Он выпрямился и ушел. Они же продолжали грести, пока не опустилась ночь, и только тогда Ганак позволил гребцам отдохнуть. В этот день работа пошла у Хоукмуна легче – тело и мускулы начали привыкать к ней, но все равно он вымотался до предела.
– Будем спать по очереди, – шепнул он д'Аверку, когда настало время вечерней похлебки. – Сначала ты, потом я.
Д'Аверк кивнул и тут же уснул, уронив голову на весло.
Становилось все холоднее, и Хоукмун неоднократно ловил себя на том, что начинает клевать носом. Один раз пробили склянки, потом второй… Когда настало время, он с облегчением растолкал своего друга.
Д'Аверк недовольно заворчал, но Хоукмун уже погружался в сон, вспоминая слова француза. К рассвету, если повезет, они будут свободны. Самое трудное – незамеченными покинуть корабль…
Он проснулся, чувствуя странную легкость во всем теле, и с радостью увидел, что веревка, связывающая его руки, перерезана. Должно быть, д'Аверк поработал ночью. Небо на востоке посерело.
Хоукмун повернулся к своему товарищу по несчастью, и они улыбнулись друг другу.
– Готов? – прошептал д'Аверк.
– Готов, – кивнул Хоукмун, с завистью посмотрев на длинный нож в руке д'Аверка.
– Будь нож у меня, – сказал он, – я отплатил бы Ганаку за оскорбления…
– Не время, – возразил д'Аверк. – Мы должны двигаться как можно тише.
Они осторожно встали с банки и заглянули на верхнюю палубу. В дальнем ее конце нес вахту матрос, а на юте, в той же скучающей и отрешенной позе стоял лорд Вальон, обратив свое бледное лицо к укутанной темнотою реке.
И матрос, и Вальон стояли к ним спиной и, похоже, оборачиваться не собирались.

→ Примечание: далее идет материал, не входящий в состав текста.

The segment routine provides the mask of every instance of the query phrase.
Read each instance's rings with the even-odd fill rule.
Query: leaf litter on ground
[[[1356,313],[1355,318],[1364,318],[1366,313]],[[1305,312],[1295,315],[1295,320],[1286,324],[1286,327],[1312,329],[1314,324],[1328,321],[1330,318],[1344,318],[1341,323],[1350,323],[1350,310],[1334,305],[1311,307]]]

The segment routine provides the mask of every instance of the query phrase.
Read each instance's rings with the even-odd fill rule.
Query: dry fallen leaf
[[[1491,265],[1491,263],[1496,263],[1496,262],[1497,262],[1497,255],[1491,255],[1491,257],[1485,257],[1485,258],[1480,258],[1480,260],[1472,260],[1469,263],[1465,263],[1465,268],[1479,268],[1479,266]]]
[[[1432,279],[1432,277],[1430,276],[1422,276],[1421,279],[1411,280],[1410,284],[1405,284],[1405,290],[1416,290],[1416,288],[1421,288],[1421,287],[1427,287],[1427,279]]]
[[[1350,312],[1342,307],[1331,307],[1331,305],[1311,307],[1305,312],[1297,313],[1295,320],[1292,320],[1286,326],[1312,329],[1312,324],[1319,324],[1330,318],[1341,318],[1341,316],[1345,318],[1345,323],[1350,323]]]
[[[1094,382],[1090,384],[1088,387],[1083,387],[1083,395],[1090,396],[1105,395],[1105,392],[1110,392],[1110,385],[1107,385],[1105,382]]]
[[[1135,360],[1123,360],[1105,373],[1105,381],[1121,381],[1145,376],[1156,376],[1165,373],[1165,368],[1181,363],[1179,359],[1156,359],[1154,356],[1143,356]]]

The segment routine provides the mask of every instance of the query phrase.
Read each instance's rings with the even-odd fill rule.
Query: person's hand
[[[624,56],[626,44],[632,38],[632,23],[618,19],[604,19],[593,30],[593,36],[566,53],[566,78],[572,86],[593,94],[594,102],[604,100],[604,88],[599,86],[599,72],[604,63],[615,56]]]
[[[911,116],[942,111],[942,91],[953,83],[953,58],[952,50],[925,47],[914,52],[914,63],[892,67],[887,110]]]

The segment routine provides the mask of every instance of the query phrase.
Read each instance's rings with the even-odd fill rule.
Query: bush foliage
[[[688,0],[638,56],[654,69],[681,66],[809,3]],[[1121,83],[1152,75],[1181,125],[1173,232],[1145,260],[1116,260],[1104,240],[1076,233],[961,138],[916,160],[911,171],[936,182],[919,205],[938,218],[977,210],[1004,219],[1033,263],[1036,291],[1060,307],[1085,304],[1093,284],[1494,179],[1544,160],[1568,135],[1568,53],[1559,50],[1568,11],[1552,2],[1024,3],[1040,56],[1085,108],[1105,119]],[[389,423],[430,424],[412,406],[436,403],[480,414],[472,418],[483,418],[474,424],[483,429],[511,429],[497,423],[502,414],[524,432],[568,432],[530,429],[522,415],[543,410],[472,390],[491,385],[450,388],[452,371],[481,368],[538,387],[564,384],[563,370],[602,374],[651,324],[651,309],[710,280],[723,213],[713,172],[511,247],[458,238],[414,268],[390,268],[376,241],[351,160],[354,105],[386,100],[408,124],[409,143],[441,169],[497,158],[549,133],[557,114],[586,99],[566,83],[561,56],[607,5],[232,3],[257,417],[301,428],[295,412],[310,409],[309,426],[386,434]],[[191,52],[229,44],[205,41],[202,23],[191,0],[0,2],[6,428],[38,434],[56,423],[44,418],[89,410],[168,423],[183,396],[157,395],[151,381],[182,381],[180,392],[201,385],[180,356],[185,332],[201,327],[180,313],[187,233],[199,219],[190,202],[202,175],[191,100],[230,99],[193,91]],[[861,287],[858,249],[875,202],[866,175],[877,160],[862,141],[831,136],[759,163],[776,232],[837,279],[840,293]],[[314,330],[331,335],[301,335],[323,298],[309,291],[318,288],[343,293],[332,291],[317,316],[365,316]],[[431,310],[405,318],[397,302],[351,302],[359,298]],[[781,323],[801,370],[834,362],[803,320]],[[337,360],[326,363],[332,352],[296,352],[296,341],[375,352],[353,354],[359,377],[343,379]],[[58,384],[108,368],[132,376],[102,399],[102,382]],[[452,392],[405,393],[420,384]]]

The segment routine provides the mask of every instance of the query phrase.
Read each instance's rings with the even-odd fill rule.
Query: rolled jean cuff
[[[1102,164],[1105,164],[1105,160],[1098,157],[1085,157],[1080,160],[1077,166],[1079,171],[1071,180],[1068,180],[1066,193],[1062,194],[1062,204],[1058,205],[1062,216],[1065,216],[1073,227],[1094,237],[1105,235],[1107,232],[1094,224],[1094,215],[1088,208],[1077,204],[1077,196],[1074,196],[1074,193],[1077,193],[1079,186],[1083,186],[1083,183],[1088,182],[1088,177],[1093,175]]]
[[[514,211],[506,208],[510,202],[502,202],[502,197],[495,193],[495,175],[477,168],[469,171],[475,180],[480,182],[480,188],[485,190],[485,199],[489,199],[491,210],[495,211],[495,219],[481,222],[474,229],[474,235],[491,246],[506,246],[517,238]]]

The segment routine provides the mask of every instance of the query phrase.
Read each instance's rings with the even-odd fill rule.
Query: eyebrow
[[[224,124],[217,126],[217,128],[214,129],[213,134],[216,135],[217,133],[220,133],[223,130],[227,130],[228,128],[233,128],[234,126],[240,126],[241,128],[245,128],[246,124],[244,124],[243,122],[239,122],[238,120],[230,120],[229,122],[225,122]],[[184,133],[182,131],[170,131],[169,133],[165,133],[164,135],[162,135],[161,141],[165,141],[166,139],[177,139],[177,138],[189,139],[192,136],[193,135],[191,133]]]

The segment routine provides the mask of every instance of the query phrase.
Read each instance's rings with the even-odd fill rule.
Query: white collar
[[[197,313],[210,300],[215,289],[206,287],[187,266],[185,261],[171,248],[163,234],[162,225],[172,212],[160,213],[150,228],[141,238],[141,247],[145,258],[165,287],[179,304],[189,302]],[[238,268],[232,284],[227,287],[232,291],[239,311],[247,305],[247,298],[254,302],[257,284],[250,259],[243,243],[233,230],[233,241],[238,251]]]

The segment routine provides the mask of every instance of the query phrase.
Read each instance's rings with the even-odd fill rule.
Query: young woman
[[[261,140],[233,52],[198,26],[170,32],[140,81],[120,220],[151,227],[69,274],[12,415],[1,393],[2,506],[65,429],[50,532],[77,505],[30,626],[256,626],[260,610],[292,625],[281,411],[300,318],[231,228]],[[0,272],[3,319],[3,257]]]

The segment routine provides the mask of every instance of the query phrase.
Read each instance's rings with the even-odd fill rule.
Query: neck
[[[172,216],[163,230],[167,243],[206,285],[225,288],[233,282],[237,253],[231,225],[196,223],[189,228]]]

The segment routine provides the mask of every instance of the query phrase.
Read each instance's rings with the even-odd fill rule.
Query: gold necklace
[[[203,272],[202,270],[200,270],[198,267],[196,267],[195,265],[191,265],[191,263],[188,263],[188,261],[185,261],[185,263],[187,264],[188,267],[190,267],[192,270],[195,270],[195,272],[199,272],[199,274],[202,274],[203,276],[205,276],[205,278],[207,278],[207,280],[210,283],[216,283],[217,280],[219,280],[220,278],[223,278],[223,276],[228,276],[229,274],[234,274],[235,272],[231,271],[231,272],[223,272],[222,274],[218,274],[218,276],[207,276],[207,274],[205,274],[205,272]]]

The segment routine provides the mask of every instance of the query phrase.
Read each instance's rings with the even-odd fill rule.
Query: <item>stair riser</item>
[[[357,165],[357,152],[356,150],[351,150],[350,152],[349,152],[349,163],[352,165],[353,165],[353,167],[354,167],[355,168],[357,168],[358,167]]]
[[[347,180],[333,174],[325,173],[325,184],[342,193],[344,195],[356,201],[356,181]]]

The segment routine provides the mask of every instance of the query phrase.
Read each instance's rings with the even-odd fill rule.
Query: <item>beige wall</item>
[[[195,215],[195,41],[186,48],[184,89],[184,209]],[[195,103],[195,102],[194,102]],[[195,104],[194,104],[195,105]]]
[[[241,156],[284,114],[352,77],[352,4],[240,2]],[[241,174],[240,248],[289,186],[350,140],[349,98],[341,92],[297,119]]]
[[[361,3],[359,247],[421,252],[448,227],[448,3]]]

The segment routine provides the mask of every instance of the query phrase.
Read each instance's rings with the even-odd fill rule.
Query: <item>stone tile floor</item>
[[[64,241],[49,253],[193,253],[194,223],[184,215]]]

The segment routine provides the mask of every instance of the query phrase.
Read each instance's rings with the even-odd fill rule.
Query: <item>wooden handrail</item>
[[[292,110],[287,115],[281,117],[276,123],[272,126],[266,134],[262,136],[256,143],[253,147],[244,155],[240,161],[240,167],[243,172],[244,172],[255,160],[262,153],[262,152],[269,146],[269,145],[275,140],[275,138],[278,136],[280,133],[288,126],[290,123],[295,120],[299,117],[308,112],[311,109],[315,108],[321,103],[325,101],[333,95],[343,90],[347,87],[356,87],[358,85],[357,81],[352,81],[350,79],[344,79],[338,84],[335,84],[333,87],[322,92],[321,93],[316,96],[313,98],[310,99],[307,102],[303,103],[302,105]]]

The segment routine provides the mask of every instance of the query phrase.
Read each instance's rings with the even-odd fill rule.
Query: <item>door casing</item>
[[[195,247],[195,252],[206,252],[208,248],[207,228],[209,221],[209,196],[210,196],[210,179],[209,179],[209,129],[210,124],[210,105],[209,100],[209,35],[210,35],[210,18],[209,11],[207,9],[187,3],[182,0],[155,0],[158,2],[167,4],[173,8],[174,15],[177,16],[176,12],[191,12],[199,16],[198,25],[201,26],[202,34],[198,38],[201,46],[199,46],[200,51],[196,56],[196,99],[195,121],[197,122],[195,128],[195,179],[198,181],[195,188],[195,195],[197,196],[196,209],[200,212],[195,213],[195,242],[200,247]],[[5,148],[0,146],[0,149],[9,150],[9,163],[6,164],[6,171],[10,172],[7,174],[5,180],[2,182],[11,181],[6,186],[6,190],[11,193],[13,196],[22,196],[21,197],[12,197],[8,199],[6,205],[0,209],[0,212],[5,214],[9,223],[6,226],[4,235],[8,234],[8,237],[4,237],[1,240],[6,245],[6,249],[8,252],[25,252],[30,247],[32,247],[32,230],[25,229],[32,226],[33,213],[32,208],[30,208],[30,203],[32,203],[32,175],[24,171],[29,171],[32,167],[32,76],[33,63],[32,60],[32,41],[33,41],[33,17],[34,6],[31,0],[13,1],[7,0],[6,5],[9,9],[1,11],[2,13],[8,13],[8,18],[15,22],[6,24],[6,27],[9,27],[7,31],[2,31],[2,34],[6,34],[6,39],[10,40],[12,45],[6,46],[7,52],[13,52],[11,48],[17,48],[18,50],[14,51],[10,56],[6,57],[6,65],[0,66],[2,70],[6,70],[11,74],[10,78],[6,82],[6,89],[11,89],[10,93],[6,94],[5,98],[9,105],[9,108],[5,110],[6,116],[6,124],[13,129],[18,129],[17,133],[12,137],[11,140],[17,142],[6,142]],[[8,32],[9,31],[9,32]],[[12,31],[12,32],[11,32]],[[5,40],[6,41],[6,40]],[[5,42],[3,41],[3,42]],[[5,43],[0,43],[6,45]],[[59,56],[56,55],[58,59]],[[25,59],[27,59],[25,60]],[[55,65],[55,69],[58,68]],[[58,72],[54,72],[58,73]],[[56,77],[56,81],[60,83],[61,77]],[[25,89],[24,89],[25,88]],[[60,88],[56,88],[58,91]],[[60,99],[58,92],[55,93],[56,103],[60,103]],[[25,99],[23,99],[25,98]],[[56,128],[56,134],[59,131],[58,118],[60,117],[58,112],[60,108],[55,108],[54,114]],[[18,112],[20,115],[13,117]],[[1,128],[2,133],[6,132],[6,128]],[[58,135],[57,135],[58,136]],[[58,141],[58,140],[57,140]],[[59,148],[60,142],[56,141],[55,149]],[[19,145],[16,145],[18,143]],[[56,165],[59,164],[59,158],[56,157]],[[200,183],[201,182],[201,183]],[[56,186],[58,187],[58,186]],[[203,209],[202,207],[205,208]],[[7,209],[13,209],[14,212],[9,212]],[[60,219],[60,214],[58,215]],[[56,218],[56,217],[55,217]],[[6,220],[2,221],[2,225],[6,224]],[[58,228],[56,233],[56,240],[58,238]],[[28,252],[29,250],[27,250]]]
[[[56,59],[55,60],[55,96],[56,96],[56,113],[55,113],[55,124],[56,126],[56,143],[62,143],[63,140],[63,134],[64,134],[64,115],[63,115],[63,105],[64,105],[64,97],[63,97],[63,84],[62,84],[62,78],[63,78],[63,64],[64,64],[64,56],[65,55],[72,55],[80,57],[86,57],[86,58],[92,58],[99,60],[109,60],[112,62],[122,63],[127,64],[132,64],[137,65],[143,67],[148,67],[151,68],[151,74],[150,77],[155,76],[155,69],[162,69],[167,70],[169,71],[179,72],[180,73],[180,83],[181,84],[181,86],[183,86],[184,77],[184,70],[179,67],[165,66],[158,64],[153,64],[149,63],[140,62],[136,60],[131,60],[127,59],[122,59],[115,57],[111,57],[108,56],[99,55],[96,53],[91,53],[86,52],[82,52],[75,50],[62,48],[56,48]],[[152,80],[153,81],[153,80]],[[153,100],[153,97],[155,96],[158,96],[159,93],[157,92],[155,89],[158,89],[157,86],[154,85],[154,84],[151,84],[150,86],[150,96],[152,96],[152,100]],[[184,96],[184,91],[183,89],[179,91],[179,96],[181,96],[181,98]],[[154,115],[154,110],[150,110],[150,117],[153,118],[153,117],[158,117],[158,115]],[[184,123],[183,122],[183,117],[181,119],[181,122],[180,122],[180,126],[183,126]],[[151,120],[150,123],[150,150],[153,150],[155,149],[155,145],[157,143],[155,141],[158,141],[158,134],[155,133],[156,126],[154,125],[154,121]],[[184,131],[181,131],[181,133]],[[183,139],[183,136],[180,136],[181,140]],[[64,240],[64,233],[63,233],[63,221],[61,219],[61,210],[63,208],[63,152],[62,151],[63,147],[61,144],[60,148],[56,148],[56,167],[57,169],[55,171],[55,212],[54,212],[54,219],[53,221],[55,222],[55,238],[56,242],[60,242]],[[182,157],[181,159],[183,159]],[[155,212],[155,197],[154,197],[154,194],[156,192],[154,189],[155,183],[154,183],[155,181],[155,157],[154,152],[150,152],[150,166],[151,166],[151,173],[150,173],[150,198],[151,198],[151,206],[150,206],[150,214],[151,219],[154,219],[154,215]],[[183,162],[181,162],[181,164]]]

Беглецы осторожно взобрались на верхнюю палубу.
В этот миг Вальон обернулся, и над судном раздался его замогильный голос:
– Вот как? Двое рабов пытаются бежать?
Хоукмун вздрогнул. У этого человека просто дьявольский инстинкт! Он же не видел их, разве что мог уловить еле слышный шорох! Голос Вальона, глубокий и спокойный, разнесся по всему кораблю. Вахтенный матрос повернулся и закричал. Лорд Вальон холодно смотрел на них; в предрассветных сумерках его лицо казалось мертвенно-бледным.
С нижних палуб появилось несколько матросов, отрезая беглецам путь к борту. Пираты окружали их, и Хоукмун побежал на корму – к Вальону. Один из матросов выхватил саблю и кинулся на него, но Хоукмун был настороже. Он нырнул под руку нападающего, схватил его за талию и повалил. Сабля тут же перешла к Хоукмуну, и он, уставший от длительного бездействия, одним махом отрубил голову матросу. Затем выпрямился и посмотрел прямо в глаза Вальону.
Предводитель пиратов, казалось, был ничуть не обеспокоен тем, что опасность так близко, и продолжал бесстрастно разглядывать Хоукмуна.
– Глупец, – медленно проговорил он. – Ведь я – лорд Вальон.